Personal information
- Born: 30 December 1977 (age 48) Dallas, Texas, U.S.
- Listed height: 6 ft 8 in (2.03 m)
- Listed weight: 209 lb (95 kg)

Career information
- High school: Highland Park (University Park, Texas)
- College: Rice (1996–1997) LSU (1998–2001)
- NBA draft: 2001: undrafted
- Playing career: 2001–2010
- Position: Forward

Career history
- 2001–2004: Hekmeh BC
- 2004–2005: Blue Stars
- 2005–2006: Champville SC
- 2006–2007: Sporting Al Riyadi Beirut
- 2007–2008: Al Mouttahed
- 2008–2009: Hekmeh BC
- 2009: Sporting Al Riyadi Beirut
- 2009–2010: Hekmeh BC

= Brian Beshara =

Lebanese basketball player (born 1977)

Brian Anthony Beshara (Feghali) (born 30 December 1977) is a former Lebanese basketball player. Beshara was also a member of the Lebanese national basketball team. At 6'8", he was Lebanon's starting forward and played an important role on both the offensive and defensive sides. His former LSU coach John Brady describes him as follows:"Brian Beshara is a good basketball player. He's tough. He's competitive. He believes in what he's doing."

==College and Club Basketball==

After graduating from Highland Park High School in Dallas, Texas, Beshara played college basketball first for one year at Rice and then three years with the LSU Tigers.

In 2001, he joined Lebanese Champions and Arab and Asian Club Champions Sagesse Beirut (Hekmeh), where he teamed up with local stars such as Fadi El Khatib and Elie Mechantaf and played under National Coach Ghassan Sarkis.

Following a two-year spell at Hekmeh BC (also known as Sagesse), Beshara left for the recently formed Lebanese club, Blue Stars, where he played for a couple of years during which he was limited with various injuries. After Blue Stars, Beshara rejoined his former coach, Sarkis, for the 2005/2006 season, with his new team, Champville SC.

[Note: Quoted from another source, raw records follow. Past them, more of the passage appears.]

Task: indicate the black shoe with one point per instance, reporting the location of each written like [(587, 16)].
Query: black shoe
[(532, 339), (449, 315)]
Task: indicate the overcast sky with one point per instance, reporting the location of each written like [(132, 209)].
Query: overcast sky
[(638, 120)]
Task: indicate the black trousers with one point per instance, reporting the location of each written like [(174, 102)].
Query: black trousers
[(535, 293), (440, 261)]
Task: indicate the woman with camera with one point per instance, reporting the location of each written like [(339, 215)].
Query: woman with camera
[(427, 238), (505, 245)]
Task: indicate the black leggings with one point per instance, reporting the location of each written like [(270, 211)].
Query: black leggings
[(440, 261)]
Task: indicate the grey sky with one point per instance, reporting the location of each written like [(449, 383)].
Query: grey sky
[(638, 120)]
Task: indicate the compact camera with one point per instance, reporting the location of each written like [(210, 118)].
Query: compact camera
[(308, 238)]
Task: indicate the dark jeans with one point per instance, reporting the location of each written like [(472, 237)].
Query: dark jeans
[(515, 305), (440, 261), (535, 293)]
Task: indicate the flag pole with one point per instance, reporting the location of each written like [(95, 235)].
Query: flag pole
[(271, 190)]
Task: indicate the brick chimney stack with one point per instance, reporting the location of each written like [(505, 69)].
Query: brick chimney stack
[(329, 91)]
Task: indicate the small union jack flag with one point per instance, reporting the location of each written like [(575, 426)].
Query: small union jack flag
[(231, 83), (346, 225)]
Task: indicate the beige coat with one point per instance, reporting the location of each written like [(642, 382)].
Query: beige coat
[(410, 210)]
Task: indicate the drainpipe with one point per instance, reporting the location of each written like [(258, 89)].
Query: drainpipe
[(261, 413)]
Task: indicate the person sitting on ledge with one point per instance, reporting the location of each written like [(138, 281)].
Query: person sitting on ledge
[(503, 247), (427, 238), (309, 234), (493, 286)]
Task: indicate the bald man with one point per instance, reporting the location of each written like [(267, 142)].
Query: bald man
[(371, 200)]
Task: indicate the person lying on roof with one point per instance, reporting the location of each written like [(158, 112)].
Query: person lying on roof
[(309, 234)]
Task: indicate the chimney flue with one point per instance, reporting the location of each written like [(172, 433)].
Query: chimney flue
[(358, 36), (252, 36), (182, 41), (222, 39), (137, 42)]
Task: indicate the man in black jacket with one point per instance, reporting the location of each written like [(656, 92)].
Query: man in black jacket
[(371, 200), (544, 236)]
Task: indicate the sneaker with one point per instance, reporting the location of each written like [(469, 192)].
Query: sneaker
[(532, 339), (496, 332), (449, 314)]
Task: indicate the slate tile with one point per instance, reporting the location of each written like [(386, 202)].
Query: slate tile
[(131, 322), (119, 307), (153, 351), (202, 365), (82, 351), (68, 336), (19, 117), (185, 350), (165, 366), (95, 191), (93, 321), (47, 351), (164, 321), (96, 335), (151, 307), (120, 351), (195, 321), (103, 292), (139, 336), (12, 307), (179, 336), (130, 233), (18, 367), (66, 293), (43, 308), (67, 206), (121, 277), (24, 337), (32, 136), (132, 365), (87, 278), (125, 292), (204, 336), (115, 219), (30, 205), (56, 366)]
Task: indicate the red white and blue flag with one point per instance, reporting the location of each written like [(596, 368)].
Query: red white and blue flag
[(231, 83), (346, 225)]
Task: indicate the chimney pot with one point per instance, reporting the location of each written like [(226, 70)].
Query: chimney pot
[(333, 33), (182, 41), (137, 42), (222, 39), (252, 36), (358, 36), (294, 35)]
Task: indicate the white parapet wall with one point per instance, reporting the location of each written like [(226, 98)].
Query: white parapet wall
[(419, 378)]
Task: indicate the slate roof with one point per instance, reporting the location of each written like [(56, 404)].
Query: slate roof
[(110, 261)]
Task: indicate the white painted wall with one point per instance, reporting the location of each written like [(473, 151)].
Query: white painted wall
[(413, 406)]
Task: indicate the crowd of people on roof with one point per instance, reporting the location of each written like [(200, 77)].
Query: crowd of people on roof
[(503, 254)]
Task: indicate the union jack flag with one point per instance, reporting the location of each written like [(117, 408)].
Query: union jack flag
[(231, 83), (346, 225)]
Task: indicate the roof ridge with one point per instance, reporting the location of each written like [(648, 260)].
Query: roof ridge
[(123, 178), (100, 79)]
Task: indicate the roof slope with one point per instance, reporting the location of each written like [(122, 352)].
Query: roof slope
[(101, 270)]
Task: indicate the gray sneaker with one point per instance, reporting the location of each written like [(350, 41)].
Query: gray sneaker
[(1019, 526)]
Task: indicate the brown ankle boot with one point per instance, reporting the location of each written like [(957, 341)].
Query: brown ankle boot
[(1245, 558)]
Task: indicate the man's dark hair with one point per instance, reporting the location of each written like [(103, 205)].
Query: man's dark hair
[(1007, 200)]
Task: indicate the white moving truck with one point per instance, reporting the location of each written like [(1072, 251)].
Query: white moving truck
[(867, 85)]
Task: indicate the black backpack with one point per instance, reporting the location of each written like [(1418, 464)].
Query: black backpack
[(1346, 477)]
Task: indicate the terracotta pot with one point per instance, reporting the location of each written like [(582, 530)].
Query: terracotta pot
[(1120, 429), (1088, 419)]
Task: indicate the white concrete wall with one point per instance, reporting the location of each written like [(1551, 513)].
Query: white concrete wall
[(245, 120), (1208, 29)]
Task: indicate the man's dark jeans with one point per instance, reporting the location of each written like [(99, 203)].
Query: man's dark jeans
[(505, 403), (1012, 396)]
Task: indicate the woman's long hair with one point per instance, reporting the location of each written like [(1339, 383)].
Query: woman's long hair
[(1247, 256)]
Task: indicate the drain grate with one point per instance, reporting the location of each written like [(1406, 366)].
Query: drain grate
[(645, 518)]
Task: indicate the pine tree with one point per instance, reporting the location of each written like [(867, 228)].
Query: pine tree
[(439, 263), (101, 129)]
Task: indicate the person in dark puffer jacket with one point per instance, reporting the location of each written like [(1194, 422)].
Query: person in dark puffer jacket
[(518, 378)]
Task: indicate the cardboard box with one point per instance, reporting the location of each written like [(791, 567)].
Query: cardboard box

Following a disagreement with the club's management, Beshara left Champville and found himself without a team for the 2006/2007 season, as Champville refused to free him from his contract and let him join league champions Sporting Al Riyadi Beirut. Later on, he played for a short period in Al Mouttahed, then spent some time between Hekmeh BC and Sporting Al Riyadi Beirut.

==National Team Basketball==
Brian Beshara was an important asset for Lebanese national basketball team. He played part in the qualification to the 2006 FIBA world championship in Japan.

Below are some statistics for his performance with the national team.

| Competition | PPG | RPG | APG |
|---|---|---|---|
| FIBA Asia Championship for Men 2007 | 8.1 | 5.4 | 0.3 |
| FIBA World Championship 2006 | 9.8 | 4.6 | 2 |

One of the highest achievements realized by the Lebanese national basketball team was their 74–73 victory over the French national basketball team on August 23, 2006 during the 2006 World Championship in Sendai, Japan. In the game, Beshara scored 11 points and led the team with 8 rebounds.